How a lobbyist can think about an issue coming through the door

A lobbyist will get questions from clients and future clients about new issues.
I’ve found it helpful to document a thinking process to create better advice. You’ll find the checklist below.
A popular option
I think a common approach is along the following lines:
1.  Guarantee that the issue can be resolved (for a fee, of course)
2. Denounce  whatever legislative/ regulatory measure that is being raised as a great injustice/shock to everyone/ ignoring Better Regulation rules
3. Drop everything and start writing a proposal
4. Believe everything you are told at  face value
5. Claim that only you can make  a phone call, and when you do, it will go away
My Checklist
This is my operational checklist.  Most of it I do in my head. But someone asked me what I do, so I am writing it out.
  1. I ask what the proposal is, what type of procedure (ordinary, secondary – Implementing act, RPS measure, delegated act), agency, and where it is. What’s driving the issue?
  2. Have some first impressions. I write them down. It is helpful to compare and contrast later on.
  3. Triage. Conduct a preliminary assessment of the potential client’s need to determine the urgency of their need for treatment and the nature of treatment required. Sometimes, there is nothing that can be done. Tell them.

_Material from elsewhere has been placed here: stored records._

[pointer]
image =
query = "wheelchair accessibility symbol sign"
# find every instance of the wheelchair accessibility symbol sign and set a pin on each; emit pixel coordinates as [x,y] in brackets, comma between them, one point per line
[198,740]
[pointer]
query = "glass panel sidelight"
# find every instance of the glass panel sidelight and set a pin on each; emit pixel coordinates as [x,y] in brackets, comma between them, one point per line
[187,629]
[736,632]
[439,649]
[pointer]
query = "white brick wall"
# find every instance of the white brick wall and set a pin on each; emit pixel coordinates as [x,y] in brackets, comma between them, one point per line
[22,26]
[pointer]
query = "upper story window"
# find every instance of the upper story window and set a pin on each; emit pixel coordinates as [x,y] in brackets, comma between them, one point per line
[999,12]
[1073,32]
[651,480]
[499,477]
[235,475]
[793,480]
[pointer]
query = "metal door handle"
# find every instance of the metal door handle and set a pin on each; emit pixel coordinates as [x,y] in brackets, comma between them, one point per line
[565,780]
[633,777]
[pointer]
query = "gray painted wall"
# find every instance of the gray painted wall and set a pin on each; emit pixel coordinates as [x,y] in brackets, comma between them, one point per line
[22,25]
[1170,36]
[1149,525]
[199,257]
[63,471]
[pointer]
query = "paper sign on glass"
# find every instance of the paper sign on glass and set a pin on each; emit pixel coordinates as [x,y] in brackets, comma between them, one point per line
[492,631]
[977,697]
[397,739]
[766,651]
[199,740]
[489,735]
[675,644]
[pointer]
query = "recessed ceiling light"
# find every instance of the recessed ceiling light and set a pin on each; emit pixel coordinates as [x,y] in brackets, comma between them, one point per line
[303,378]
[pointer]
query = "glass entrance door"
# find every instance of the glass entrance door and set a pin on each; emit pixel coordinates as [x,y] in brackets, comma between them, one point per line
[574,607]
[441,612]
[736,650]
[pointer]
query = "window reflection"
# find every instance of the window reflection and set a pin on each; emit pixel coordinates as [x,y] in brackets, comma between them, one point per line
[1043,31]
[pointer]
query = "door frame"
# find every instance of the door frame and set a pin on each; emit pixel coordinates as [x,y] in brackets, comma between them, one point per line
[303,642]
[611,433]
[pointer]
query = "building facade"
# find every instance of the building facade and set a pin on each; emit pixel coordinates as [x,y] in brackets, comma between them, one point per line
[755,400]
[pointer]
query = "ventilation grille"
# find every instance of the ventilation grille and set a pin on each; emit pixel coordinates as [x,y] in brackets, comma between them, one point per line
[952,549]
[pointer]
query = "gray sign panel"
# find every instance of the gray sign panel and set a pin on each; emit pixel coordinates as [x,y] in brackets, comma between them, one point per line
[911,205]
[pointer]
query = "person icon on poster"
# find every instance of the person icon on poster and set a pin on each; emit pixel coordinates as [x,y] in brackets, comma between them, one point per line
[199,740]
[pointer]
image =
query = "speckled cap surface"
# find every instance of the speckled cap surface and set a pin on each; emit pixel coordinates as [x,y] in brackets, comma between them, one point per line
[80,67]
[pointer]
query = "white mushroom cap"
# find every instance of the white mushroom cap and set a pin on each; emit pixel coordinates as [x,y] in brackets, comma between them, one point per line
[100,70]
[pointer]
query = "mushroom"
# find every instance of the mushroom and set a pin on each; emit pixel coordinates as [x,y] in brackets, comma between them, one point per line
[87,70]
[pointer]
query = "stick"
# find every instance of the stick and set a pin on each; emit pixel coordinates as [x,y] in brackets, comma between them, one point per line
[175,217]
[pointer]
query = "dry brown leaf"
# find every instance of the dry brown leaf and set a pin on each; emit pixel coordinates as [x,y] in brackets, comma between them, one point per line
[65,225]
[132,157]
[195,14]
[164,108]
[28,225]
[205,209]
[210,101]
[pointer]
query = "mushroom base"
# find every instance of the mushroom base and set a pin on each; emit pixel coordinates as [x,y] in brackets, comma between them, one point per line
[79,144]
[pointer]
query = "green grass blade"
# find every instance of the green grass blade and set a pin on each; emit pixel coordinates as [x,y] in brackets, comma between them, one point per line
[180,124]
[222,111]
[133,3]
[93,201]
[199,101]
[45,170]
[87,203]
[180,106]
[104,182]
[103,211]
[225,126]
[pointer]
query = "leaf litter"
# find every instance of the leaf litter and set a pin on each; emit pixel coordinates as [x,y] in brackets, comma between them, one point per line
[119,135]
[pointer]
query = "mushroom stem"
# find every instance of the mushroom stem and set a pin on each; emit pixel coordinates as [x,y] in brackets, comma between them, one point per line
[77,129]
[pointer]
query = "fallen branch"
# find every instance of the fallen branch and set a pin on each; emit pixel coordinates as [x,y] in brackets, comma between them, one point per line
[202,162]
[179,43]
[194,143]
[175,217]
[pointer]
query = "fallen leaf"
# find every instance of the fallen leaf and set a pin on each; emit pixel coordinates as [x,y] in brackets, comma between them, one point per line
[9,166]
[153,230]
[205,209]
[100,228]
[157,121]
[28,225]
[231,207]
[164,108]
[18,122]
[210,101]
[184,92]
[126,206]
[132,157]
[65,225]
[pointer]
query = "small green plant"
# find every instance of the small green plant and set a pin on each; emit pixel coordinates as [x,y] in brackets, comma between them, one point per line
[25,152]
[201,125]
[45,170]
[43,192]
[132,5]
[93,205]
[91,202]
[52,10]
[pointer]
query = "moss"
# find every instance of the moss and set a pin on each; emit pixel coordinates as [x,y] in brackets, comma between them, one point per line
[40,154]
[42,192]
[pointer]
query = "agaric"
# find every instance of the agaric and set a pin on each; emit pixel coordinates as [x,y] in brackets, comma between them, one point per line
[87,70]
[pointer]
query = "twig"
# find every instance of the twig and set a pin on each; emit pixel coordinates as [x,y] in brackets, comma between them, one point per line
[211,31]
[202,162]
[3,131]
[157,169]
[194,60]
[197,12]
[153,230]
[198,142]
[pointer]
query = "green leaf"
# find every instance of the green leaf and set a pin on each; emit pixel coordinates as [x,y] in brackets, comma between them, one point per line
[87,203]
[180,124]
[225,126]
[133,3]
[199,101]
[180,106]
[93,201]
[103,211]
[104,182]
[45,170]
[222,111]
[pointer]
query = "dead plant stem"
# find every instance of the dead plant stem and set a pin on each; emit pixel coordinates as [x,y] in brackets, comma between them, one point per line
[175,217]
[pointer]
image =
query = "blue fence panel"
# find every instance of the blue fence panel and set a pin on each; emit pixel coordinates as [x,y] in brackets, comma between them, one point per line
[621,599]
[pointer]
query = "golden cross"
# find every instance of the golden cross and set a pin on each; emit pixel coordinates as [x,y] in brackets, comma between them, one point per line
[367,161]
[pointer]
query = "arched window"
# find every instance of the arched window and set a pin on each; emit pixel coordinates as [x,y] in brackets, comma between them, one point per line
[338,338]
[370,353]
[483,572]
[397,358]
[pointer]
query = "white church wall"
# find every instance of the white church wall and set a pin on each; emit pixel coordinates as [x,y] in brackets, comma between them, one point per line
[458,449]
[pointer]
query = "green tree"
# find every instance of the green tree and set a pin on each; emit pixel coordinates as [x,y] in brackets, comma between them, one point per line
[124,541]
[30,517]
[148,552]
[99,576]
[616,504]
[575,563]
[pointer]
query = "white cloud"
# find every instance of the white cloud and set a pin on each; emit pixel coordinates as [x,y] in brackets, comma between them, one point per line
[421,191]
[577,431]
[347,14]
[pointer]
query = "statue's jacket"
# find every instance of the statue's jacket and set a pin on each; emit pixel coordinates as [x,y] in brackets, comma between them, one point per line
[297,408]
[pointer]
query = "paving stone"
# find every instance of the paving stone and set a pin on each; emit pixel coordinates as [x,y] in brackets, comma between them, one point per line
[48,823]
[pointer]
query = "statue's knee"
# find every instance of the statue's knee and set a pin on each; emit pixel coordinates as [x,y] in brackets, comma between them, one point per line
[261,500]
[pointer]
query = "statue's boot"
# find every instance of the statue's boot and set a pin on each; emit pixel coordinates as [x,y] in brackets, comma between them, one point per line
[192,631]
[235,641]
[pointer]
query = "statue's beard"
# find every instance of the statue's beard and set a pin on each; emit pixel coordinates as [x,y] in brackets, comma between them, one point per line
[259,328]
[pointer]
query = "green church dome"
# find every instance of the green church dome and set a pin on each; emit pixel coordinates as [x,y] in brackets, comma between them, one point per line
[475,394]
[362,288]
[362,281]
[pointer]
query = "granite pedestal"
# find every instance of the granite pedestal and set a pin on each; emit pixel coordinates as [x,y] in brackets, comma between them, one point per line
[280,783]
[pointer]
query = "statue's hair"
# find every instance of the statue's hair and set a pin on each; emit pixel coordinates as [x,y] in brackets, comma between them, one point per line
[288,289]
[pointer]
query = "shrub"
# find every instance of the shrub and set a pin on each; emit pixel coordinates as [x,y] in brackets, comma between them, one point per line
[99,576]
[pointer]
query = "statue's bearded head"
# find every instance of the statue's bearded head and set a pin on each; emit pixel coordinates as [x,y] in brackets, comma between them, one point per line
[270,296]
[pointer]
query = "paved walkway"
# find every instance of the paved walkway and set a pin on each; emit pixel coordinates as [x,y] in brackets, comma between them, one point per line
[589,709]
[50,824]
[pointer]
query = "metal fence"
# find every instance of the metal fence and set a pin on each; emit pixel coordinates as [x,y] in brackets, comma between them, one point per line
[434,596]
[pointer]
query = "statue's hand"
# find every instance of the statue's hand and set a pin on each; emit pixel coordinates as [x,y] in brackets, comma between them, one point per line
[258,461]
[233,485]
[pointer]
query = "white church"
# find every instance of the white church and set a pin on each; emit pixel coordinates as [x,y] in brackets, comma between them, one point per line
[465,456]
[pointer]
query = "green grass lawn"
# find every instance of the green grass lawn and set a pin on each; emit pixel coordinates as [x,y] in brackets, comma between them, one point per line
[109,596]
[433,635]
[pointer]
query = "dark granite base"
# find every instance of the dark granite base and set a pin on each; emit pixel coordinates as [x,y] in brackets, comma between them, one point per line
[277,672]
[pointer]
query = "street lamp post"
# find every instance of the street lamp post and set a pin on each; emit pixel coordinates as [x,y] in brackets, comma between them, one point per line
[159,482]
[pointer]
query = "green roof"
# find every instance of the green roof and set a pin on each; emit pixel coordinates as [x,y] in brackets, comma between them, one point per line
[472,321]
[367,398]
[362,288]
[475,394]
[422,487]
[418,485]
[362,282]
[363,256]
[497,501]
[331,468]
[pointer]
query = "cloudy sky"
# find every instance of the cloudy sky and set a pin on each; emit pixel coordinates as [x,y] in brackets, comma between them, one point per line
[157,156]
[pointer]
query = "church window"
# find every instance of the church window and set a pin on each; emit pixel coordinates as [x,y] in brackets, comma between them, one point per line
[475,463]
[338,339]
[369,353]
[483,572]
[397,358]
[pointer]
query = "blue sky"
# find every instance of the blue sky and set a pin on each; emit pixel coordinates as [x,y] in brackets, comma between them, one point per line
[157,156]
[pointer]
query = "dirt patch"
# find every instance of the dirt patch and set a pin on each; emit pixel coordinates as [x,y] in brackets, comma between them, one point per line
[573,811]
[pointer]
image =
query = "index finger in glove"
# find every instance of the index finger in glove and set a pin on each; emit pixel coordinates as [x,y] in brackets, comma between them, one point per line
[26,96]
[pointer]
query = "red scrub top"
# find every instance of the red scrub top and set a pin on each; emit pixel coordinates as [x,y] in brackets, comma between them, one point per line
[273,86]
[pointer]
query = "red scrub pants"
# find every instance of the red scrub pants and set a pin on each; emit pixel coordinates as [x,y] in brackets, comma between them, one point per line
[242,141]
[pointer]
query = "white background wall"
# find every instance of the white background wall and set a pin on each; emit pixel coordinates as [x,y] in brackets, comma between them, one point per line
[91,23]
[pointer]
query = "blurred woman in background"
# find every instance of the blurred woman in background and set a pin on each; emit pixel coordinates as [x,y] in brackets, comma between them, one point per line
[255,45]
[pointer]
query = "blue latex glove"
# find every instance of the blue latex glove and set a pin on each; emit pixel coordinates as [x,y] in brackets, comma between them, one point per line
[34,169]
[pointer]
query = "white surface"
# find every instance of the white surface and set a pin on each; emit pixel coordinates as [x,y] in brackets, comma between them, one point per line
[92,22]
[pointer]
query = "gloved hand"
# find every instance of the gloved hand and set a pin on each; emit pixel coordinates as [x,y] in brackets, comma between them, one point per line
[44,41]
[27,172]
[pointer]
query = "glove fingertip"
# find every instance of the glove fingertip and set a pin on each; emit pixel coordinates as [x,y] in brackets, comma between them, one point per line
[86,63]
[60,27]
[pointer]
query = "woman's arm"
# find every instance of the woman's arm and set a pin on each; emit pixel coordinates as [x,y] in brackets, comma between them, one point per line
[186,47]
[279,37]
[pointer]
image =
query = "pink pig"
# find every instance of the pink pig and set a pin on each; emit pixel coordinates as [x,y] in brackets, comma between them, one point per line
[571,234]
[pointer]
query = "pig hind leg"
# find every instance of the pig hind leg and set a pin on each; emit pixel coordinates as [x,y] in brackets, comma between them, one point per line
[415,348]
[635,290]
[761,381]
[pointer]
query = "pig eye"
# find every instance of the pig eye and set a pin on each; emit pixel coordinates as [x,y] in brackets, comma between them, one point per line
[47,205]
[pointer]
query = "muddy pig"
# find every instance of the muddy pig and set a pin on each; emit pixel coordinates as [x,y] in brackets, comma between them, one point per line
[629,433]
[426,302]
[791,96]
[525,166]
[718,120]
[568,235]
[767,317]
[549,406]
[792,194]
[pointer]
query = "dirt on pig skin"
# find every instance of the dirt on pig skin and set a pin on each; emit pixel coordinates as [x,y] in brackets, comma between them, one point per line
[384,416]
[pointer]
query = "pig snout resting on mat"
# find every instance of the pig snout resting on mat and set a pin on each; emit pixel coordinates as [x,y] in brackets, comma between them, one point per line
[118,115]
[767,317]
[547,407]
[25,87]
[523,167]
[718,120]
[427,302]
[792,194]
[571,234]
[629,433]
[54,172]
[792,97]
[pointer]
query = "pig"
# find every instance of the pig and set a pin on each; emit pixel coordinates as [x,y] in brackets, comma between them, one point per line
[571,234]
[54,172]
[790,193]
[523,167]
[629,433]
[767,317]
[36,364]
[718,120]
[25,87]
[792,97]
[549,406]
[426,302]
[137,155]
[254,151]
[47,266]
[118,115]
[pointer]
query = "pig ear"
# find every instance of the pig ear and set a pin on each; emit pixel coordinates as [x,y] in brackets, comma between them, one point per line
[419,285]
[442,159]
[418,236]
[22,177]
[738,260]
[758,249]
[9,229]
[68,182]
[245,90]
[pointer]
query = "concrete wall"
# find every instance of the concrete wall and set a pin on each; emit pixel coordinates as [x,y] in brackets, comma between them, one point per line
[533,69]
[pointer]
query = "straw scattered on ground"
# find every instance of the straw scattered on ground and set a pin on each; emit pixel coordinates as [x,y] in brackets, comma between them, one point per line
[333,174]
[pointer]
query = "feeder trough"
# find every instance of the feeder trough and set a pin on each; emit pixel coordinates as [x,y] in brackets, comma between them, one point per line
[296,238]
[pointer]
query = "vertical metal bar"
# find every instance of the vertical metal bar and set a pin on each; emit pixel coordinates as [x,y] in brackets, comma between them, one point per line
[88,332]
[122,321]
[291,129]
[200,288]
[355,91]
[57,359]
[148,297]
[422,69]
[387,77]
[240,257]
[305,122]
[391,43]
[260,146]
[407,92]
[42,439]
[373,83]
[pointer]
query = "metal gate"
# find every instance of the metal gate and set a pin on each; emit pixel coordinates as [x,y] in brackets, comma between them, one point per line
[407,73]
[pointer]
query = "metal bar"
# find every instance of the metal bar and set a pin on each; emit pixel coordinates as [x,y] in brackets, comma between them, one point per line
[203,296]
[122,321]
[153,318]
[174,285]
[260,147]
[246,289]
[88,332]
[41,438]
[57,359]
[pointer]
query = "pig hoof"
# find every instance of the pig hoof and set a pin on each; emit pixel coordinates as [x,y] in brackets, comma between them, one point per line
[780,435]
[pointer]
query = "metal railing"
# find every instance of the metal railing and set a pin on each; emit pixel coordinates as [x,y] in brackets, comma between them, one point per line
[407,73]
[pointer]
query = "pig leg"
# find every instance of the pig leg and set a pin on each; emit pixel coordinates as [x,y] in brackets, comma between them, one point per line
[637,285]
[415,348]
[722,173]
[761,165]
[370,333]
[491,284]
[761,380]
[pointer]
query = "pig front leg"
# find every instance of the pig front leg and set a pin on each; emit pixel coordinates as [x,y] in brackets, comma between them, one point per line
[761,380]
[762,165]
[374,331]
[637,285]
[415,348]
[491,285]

  4. Discovery – dig deeper. Look at what you have been told and check. Look at previous votes on similar issues. Call officials and advisers who are working on the issue to get their take. Look at what’s been written and see what evidence has been presented by the client and others. I draw on large files covering process charts, voting records, and case studies on similar issues. Does your client’s perception of reality match reality? Are there gaps?
  5. Prepare a series of questions that you need the answer for, ask them, and review the answers.
  6. In steps 4 and 5, you may come across some discrepancies. Things don’t add up; questions remain unanswered. Here you get to reconcile those discrepancies. This is one of the most valuable steps. I’ve found that anything here people don’t want to answer always comes up later on at the worst possible moment. If the answers are unclear, it is a good sign that the objective facts and evidence don’t exist.
  7. Discern fresh insight into the situation you are dealing with.
  8. Come to a conclusion. You have to move on from the research and bring about closure.
  9. Generate a response to the issue. What is the plan that can deliver a solution? If the preferred solution can’t be delivered, say so. Make sure that your response is based on reality, both procedural, political or evidence.  Create a plan of action and sketch out the political story.  This is the most challenging part.
  10. Act – choose to act or not to act. Not acting is an option.  Then focus on execution.
I use mental models, process charts, and checklists, especially for steps 4 and 9.